Men that engage in domestic violence are more likely to be insecure and have trouble expressing feelings. Men’s violence towards women is far more physically damaging and women die from domestic violence at higher rates than men.
One of the worst things the man box does is encourage men to sexually objectify their partners and minimise their humanity. Men’s lack of attention to their own feelings and ability to prioritise outcomes can result in promiscuous sexuality. If a man only feels lust towards his partner and has no interest in creating an emotional or intimate relationship, it becomes easier to view his partner as a sexual object.
Masculinity becomes more toxic when men add competitiveness to their sexual desires. It can include dishonesty to one or more sexual partners and can lead to tales of sexual exploits facilitating male bonding, resulting in the deceived partner remaining an active but unwitting part in the man’s social life.
The extreme manifestation of the manbox directives has created rape culture where women are prized for dressing and acting in a manner suggested to be sexual. A woman’s value is based solely on the man’s ability to be sexual with them, ignoring all other parts of her personhood and humanity.
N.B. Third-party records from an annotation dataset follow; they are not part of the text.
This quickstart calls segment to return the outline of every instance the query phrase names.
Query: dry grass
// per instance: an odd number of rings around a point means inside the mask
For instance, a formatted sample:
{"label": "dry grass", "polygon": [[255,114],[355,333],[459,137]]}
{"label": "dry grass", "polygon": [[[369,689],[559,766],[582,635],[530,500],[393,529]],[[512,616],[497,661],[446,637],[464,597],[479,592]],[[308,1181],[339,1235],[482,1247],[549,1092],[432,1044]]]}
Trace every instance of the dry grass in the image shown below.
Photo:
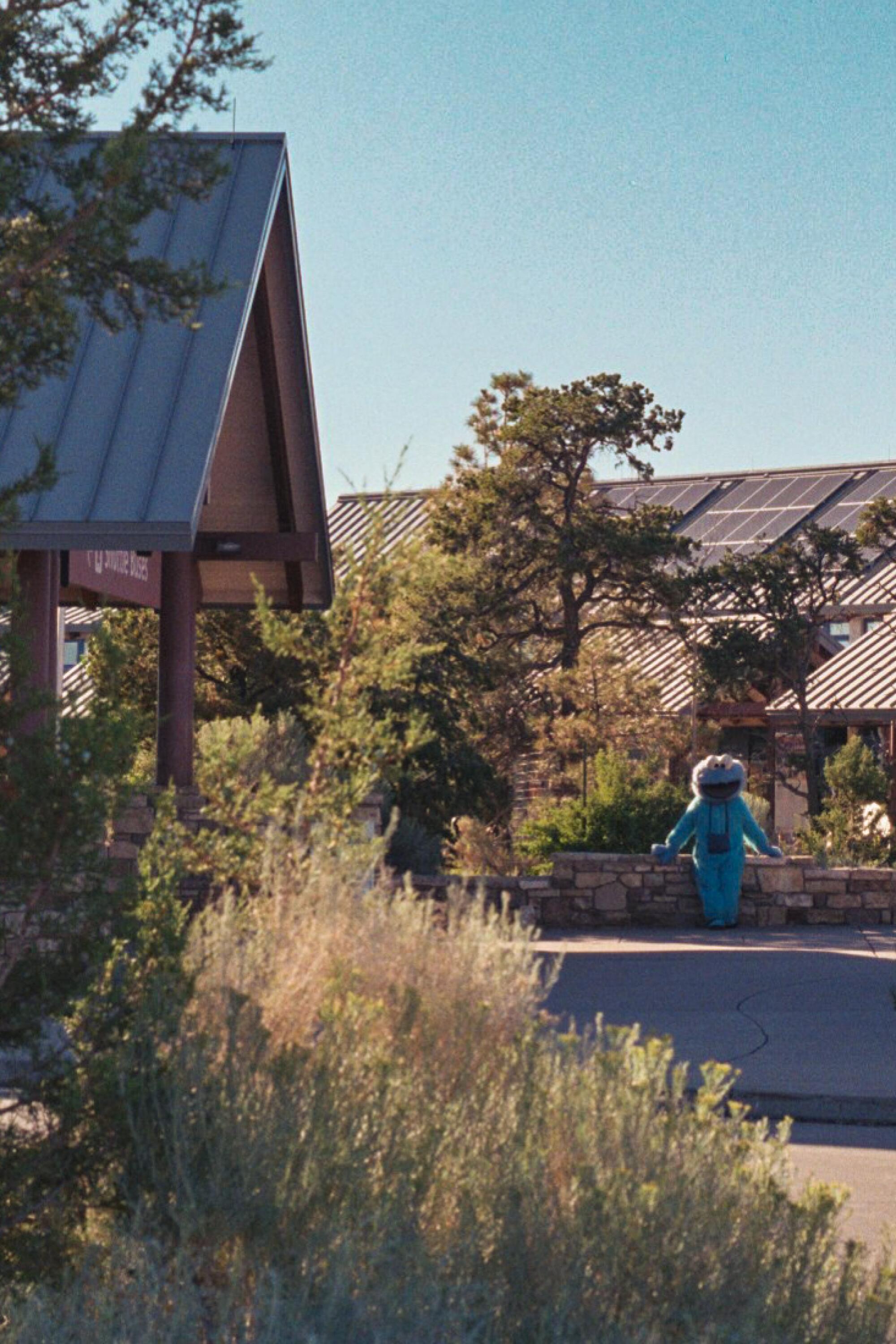
{"label": "dry grass", "polygon": [[692,1106],[667,1043],[557,1036],[530,934],[480,906],[440,930],[280,847],[190,956],[132,1107],[141,1206],[16,1344],[893,1339],[891,1270],[838,1249],[838,1196],[788,1196],[726,1073]]}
In rape culture, consent is irrelevant, and many men create spaces that facilitate and cover up the sexual misconduct of other men. As a result, the behaviour never gets challenged. This inaction is also attributed to a lack of knowledge about how to intervene. Rape prevention programmes encourage bystander intervention as a result.
The manbox encourages men to devalue sex based on feelings of love and therefore have more sexual partners. Men are encouraged to lie, impair the judgement of a partner through drink or drugs (spiked drinks) and physically overpower them in order to have sex.
What can be done?
Education and knowledge is key, including the history of masculinity, as well as the power structures of the patriarchy, and how today’s attitudes harm both men and women. Sexual education must stress the importance of consent. Men need to be encouraged to open up about their feelings, hopes and fears. Men’s behaviour, such as cat-calling, should be called out. The idea that rape and sexual assault allegations are fake must be challenged.
Gender-based violence must be addressed through appropriate action and support, by those who are qualified rather than those who are upholding the state. The safety of women will not improve until this takes place, along with changing attitudes in the media.
The issues discussed are produced at both the individual and the systemic level, and therefore we need to use a range of different solutions to address them. To be an ally to women and other groups, hegemonic masculinity should be rejected.